For hot water, I have a thin-wall stainless bowl which serves all the purposes of bowl, cup, or pot, with one item. I could use that to boil water for purification too, if needed.
That's all I need. It's heavier than other kits that people use here, but I like it and I'm familiar with its use, and it has worked for me for a long time.Dec 23, 2012 at 11:01 am #1937685
"Which leads me to question everyone that uses their cups to scoop water. Once you introduce your cup into the stream, it is technically "contaminated." So, how do you decontaminate it before using it again? Do you use the cup to boil water in at camp? How about pouring boiling water from a pot into the cup, is this sufficient to kill all the bugs? Or do you just bring some soap and wash the cup/mug before using to drink out of again?"

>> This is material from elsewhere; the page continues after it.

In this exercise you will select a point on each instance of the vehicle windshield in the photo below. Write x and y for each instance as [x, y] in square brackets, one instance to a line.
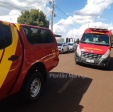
[60, 44]
[99, 39]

All I do is rinse out the mug with a bit of clean water, dry it, and that's it. It dries off before I use it again, and no water means no germs… I think. I am no microbiologist, however, so I very well could be wrong about this. But so far I have yet to get sick due to wild water here in Sweden or Norway. Could be luck, could be that the water here is clean. There are times, especially if it is in places I am familiar with, that I will just drink the water straight up, too. And I don't wash my mug very often with soap either.
I rarely boil water in my mug, but will melt snow in it on occasion.
Let me know if you have any other questions. :)Dec 24, 2012 at 10:19 pm #1938070
@ngatelLocale: Southern California
I have been using the same system for almost 50 years.
Canteen(s) based on how much water I will need to carry.
Tablets for purification, sometimes a boil, bandanna to filter out big stuff.
Very rare that I would need to use a cup to scoop out water — and when I do, the water is very suspicious — so I boil water in it before using.
What has changed over the years is lighter canteen(s), which today is mostly Platys or 64 oz Gatorade bottles when I need a lot of water in the desert.
I used iodine tablets until a few years ago. Now I use Chlorine Dioxide or whatever it is called.
I have never owned a filter. Extra weight and more work. Never gotten sick either.